Well, Kate and “Donnie” talked for a
couple hours.
As for me, I wished that I had stayed
home and read a good book. My date, I’ll call him “Joe,” was not someone my parents would have approved of. I won’t
go into details, but I did notice that he had a lot of gray in his hair. I
suspected that he had probably graduated from high school shortly after the end
of World War II. Fortunately, Joe dozed off about twenty minutes after
we were introduced.
Hey, I wasn’t that boring.
Thirty-plus years later, I wrote an anecdote
about that bizarre double date and entered it in a Worst Date contest sponsored
by a newspaper that no longer exists. Of course, being a writer, I, um, embellished
the story a bit.
On Valentine’s Day, the newspaper
published an article written by one of its reporters.
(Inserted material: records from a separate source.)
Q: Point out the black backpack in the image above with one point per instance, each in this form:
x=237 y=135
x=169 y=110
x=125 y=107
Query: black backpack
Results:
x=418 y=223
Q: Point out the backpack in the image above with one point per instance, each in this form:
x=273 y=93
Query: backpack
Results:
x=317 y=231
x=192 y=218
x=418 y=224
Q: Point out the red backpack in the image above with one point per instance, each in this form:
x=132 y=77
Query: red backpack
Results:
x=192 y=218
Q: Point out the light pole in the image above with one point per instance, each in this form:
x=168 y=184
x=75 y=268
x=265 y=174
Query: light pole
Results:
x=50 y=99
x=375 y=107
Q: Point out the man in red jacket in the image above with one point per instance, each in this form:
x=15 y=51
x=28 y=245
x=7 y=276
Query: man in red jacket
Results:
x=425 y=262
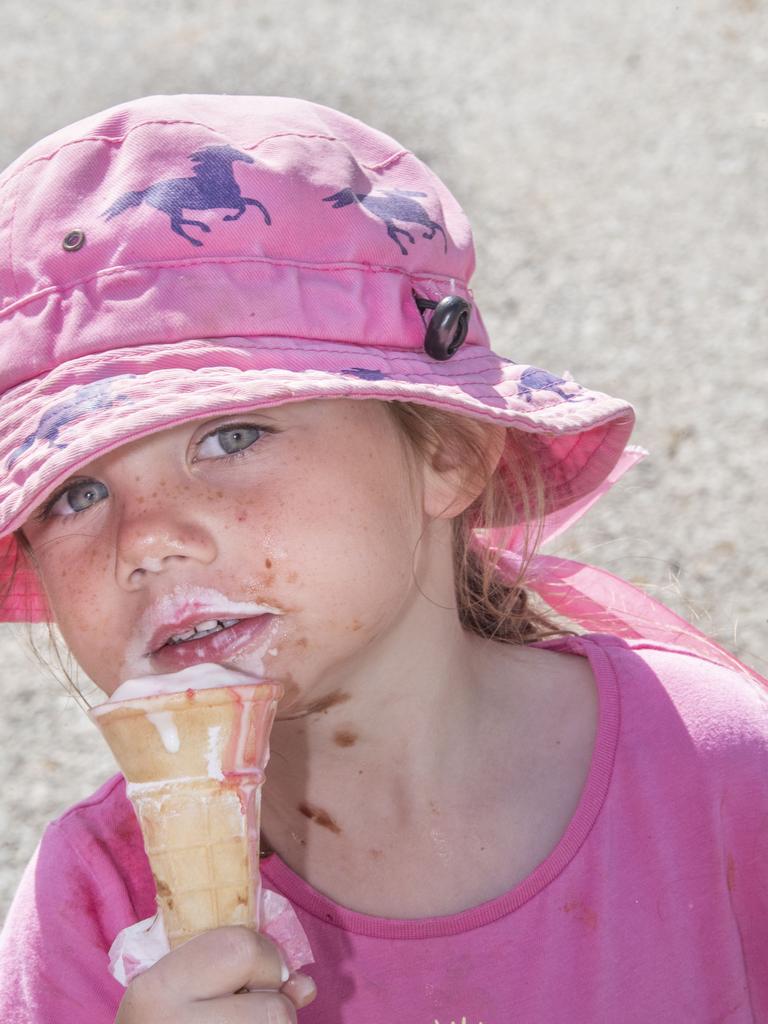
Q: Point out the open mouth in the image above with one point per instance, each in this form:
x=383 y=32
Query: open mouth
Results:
x=202 y=630
x=215 y=640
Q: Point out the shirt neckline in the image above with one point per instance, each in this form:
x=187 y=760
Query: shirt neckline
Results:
x=275 y=873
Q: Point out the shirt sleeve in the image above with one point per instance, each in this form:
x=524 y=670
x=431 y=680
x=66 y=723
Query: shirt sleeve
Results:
x=53 y=946
x=744 y=816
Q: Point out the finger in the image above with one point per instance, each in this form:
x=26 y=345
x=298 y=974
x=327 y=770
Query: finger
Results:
x=217 y=963
x=300 y=989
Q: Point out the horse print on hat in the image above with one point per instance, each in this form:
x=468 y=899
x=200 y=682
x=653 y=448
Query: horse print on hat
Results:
x=212 y=186
x=390 y=205
x=534 y=381
x=88 y=398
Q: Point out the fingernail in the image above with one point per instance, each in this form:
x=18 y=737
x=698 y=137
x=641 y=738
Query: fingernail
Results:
x=301 y=988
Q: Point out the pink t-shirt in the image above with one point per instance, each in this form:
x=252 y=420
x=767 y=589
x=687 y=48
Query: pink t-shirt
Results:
x=652 y=907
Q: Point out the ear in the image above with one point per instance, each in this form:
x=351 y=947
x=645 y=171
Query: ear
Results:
x=451 y=484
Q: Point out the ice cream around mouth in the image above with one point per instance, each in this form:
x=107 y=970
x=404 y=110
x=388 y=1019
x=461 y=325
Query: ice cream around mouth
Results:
x=196 y=677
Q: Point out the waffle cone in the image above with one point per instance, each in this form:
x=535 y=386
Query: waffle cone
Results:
x=194 y=764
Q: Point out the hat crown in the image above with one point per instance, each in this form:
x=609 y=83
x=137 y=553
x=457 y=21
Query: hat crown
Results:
x=210 y=177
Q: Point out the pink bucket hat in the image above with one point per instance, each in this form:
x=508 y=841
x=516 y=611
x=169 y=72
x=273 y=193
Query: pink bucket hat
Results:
x=178 y=257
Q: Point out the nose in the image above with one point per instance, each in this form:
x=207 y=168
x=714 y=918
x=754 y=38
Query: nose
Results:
x=158 y=540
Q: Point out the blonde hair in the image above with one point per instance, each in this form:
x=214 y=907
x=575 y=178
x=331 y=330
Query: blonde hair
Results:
x=515 y=492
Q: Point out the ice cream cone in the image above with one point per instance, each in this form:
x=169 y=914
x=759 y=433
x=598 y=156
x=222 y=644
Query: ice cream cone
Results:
x=194 y=763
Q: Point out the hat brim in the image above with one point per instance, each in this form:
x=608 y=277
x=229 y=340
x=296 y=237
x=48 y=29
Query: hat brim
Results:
x=53 y=425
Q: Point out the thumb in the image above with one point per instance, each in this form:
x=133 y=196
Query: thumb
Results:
x=300 y=989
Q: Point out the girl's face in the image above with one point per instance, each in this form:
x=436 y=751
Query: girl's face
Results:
x=309 y=509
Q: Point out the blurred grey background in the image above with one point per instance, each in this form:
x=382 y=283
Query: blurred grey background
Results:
x=613 y=161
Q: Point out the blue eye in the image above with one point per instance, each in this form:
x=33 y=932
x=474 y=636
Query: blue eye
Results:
x=231 y=440
x=76 y=498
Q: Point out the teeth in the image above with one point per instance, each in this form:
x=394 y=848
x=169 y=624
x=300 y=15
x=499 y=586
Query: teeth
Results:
x=203 y=630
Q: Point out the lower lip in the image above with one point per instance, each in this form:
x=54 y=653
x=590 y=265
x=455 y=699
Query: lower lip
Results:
x=215 y=648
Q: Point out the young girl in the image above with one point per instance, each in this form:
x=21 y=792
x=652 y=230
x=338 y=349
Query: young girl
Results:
x=476 y=814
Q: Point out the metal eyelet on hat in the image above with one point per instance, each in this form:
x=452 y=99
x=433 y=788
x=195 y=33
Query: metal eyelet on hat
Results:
x=74 y=241
x=448 y=329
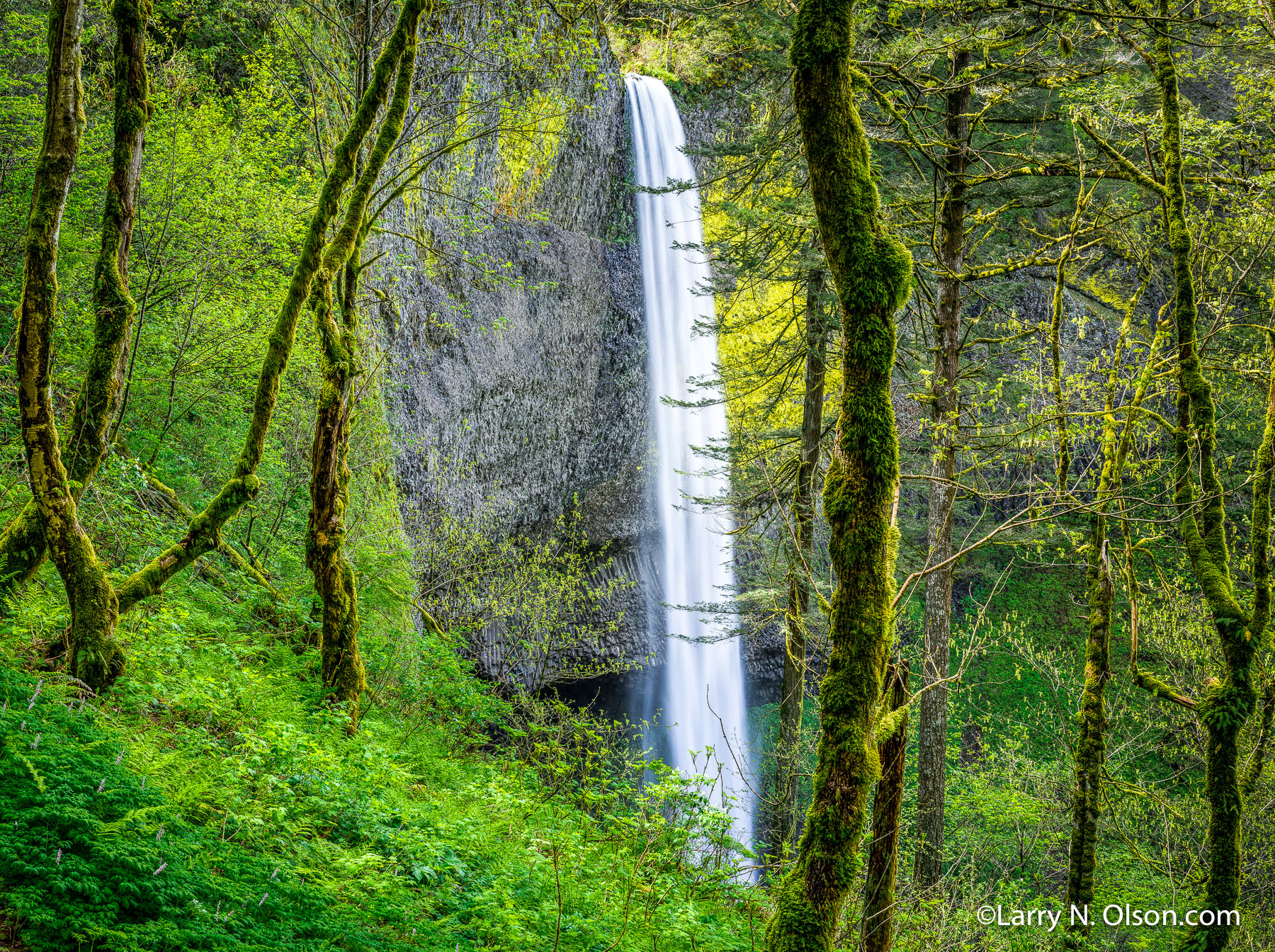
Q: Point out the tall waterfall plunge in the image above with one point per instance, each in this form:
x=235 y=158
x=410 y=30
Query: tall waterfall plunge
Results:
x=701 y=688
The article included
several worst date anecdotes submitted by readers (with no last names
mentioned). Mine was the lead in. I knew it couldn’t miss. It began with, “My
date set my best friend on fire.”
My entry related how Donnie had lit a
cigarette and tossed the match into the ashtray. The hot match scored a direct
hit on the cellophane cigarette wrapper, which burst into flames. I wrote that
my dozing date woke up, assessed the situation, and started huffing and
puffing. Thanks to Joe’s lung capacity, the mini torch went airborne and landed
on Kate’s fuzzy black sweater.
Well, that was my story then, but I’m
no longer sticking to it.
The reality: My date did not set my best friend on fire. I
confess that I combined the blind date story with another “incident” that
happened when Kate and I were at the restaurant a few months earlier. Yes, the
ashtray fire really happened the way I wrote it, but Donnie and Joe were nowhere
in sight.
Today, when friends read the tear
sheet of that article, I tell them the truth: “Actually,” I say, “I’m the one
who set Kate on fire.” But not to worry, Kate wasn’t hurt. Her sweater was only
slightly singed, and the Pepsi stains came out in the wash.